墓地たち


 試乗の日の話。中古車屋というのはある程度の敷地が必要なので結構田舎にあって、これから車を買いに行くのに、車じゃないといけないようなところにあったりする。調べたところ、一番近くの駅から30分も歩かなきゃいけなくなった。

それでもまあ楽しい用事なのでせっかくだからと歩いたんだけど、携帯の地図の案内に従っていたら本当にあってるのか心配になるような田んぼの間みたいなところをそこそこの距離いかなきゃいけなくて、そもそも入って大丈夫なのかも微妙だし、靴も汚れるしでちょっと笑っちゃうくらい大変な道のりだった。

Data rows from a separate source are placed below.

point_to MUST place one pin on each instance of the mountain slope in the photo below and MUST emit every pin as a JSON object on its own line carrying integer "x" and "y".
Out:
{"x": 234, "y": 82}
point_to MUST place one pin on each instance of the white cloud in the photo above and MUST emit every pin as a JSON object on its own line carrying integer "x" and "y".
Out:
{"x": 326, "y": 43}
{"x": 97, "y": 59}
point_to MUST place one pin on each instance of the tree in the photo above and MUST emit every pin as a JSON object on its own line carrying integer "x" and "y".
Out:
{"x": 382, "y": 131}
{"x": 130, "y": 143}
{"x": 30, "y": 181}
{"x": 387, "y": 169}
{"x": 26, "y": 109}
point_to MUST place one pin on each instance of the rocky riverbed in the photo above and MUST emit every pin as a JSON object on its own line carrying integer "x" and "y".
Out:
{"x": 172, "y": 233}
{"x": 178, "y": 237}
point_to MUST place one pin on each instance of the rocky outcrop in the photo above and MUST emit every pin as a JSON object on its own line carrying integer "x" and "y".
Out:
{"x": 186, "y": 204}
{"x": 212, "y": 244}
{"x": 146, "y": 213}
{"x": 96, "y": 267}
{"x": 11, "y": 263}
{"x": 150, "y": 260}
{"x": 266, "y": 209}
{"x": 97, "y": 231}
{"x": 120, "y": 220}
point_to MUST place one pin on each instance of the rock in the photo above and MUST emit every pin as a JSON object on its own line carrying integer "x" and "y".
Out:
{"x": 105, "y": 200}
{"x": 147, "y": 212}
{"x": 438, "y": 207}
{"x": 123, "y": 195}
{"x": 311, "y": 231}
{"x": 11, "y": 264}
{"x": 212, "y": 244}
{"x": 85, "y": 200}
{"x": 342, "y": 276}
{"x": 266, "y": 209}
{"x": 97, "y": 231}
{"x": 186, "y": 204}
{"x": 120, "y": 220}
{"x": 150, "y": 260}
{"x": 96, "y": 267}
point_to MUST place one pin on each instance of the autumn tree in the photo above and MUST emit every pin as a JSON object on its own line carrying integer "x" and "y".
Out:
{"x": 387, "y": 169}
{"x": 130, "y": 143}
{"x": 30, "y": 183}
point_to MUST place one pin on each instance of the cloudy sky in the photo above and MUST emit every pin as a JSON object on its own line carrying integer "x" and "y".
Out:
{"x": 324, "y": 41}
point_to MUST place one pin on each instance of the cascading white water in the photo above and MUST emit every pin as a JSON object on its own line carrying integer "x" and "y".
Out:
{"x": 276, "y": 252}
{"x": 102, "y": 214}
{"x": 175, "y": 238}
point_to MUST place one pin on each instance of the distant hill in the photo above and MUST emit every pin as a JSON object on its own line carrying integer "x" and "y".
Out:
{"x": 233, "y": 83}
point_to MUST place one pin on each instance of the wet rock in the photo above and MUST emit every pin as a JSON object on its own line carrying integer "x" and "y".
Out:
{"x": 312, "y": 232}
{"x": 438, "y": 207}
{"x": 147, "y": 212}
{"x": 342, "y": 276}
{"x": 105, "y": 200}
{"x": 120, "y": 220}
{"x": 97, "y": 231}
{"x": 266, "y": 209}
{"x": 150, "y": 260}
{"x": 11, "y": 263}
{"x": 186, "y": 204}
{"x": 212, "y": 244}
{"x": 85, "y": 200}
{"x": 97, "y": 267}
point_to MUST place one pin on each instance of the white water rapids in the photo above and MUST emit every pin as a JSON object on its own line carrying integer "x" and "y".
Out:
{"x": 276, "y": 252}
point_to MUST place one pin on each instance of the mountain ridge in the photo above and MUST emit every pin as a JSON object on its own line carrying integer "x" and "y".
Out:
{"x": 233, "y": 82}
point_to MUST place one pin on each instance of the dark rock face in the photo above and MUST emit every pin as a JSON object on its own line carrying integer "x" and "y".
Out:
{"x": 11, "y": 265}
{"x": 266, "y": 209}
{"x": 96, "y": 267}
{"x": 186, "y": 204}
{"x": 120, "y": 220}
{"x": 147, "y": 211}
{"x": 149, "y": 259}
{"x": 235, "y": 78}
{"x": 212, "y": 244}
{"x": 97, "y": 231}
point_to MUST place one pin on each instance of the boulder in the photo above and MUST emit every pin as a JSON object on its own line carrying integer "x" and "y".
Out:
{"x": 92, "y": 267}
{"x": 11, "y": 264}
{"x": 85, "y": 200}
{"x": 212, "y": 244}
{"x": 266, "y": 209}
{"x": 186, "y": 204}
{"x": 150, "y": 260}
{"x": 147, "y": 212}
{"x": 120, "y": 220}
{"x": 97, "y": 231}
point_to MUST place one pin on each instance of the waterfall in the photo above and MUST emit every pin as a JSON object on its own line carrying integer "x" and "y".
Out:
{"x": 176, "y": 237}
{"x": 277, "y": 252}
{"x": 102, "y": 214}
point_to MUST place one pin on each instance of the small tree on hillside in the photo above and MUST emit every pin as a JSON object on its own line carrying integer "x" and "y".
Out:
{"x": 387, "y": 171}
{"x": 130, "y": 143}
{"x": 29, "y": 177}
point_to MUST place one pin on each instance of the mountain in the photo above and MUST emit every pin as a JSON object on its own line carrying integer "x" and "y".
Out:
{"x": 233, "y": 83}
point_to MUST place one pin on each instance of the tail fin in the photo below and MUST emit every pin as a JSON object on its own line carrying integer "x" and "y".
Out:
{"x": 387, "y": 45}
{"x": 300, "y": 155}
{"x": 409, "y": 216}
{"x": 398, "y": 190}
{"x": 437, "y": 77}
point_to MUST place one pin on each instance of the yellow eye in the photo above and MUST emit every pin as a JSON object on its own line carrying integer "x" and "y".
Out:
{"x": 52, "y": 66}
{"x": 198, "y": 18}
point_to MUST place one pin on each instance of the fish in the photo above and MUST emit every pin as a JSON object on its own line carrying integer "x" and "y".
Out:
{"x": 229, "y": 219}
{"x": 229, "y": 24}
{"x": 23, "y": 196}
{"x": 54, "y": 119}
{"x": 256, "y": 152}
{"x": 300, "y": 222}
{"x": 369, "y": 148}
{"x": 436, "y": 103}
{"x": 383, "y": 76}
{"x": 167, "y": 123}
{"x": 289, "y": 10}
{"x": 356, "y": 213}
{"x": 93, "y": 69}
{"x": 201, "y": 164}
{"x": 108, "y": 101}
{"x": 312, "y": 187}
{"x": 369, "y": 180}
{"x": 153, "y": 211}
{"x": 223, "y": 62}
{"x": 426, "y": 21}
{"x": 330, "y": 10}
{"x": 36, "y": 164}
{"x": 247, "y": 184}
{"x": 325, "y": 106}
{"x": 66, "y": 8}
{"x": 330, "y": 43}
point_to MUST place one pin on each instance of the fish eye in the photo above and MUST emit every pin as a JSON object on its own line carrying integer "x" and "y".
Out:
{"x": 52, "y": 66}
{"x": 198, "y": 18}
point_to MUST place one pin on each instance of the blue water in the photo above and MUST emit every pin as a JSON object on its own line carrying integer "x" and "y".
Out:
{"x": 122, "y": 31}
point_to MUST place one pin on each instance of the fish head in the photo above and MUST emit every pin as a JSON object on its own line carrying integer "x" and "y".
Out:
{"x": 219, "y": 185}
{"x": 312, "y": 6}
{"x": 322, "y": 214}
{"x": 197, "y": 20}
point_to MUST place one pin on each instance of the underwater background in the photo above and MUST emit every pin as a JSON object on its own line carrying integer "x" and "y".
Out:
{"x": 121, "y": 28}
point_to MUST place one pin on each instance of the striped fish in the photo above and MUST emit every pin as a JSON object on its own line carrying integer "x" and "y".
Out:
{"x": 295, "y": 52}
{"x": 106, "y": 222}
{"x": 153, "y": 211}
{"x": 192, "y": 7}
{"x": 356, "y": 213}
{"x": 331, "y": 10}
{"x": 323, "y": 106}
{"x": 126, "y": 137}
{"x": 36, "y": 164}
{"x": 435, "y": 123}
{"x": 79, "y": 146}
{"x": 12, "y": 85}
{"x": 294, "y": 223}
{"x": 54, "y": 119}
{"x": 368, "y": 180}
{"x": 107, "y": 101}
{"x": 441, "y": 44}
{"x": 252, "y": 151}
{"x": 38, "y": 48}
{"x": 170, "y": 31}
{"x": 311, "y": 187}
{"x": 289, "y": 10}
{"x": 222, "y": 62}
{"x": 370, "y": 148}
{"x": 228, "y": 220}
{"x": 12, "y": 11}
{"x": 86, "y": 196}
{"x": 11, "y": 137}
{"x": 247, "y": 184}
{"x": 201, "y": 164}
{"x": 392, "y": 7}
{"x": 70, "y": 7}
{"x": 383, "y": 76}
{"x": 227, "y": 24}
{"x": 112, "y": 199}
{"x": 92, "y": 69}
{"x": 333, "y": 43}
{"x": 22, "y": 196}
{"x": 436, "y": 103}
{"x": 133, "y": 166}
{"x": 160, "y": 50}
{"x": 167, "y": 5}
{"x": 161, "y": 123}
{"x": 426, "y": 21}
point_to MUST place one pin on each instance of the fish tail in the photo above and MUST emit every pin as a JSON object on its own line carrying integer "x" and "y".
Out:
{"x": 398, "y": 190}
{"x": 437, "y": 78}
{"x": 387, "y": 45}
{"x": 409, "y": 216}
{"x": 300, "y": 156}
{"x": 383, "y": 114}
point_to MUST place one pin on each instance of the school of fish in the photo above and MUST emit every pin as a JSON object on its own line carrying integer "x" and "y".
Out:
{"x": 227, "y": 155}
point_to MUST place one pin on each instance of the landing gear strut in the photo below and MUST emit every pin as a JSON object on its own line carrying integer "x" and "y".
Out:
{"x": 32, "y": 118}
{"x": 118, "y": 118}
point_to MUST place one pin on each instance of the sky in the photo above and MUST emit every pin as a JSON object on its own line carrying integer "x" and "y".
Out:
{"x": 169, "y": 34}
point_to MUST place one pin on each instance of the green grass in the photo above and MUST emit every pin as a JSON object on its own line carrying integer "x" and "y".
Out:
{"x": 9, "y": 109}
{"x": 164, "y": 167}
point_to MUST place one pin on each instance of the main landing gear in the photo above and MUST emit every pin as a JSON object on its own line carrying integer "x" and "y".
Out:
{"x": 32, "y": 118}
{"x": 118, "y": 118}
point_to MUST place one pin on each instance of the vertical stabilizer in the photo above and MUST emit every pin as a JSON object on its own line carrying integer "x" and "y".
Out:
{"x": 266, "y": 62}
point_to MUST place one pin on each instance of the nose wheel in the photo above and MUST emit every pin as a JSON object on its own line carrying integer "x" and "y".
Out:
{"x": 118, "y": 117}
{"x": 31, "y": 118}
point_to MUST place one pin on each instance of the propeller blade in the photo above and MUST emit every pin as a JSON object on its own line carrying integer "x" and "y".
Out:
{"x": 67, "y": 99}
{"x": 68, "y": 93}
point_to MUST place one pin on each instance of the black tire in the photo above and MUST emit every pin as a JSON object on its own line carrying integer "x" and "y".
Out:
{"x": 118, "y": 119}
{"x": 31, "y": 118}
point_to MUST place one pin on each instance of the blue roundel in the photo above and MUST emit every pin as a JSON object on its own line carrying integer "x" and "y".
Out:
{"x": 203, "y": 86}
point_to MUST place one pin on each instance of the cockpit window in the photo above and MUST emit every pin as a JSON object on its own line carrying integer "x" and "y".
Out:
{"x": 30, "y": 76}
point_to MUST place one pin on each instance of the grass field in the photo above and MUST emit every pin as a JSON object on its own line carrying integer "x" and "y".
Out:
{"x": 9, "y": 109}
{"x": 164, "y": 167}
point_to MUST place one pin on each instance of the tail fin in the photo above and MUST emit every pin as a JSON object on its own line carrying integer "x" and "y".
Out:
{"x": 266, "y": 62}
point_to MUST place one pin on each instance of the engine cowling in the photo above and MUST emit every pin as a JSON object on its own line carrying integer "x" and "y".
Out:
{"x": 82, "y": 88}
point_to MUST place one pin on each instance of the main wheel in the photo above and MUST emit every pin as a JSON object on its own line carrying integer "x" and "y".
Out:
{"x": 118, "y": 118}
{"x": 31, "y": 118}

それで、やっぱり中古車屋のまわりには中古車屋がたくさんある。いろんなところから運ばれてきた運転手のいない車たちはすごく静かで、さみしいけどたしかな質量を持っていて、近くにいると圧倒されるような重たい空気を作っている。そもそも車の正面はどうしても顔に似ていて、それもなんとなく感情に訴えかけてくる感じがあると思う。

どうしようもないくらいボロボロに壊れた車が集まっているところなんかもあって、そこの横を通る時は治安の悪い場所を通るような緊張感があった。ちょっとディズニーランドのカリブの海賊とかみたいなかんじ。

途中からなんとなくそんな気がしてたけど、着いたら店員さんに、え、歩いてきたんですか!言ってくれてば迎えに行ったのに!と言われ、それはそうだよなとも思いつつ、もし頼んで断られたら恥ずかしいと思って言えなかった自分をこっそり慰めていた。そういうことはよくあります。

帰りはそうしてもらおうかなと思っていたのにその時ちょうどスタッフが足りなくて、帰りも送ってもらえずタクシーで帰ることになった。

 自分の車は写真の通りにかわいかった。結構地味だし、ひとに写真を見せても微妙な反応なんだけど、なんとなく自分ぽくていい車だと思う。色は元々の色でなく誰かが塗装したそうなのであまりひとと被らなそうだし、丸目と三菱のマークもかわいい。運転席のむかしのボタンが懐かしく見える。試乗なのでいまさっき歩いてきた細い道を運転するのかとちょっと嫌だったけど、まだナンバーがついていないので外は走れないと言われ、駐車場の中をちょっと進んでバックするだけという、正直あまりよくわからない試乗をした。古い車のエンジンの音はちょっと頼りないけど渋くていい音だった。お金もないので、なんとか当分は耐えてほしい。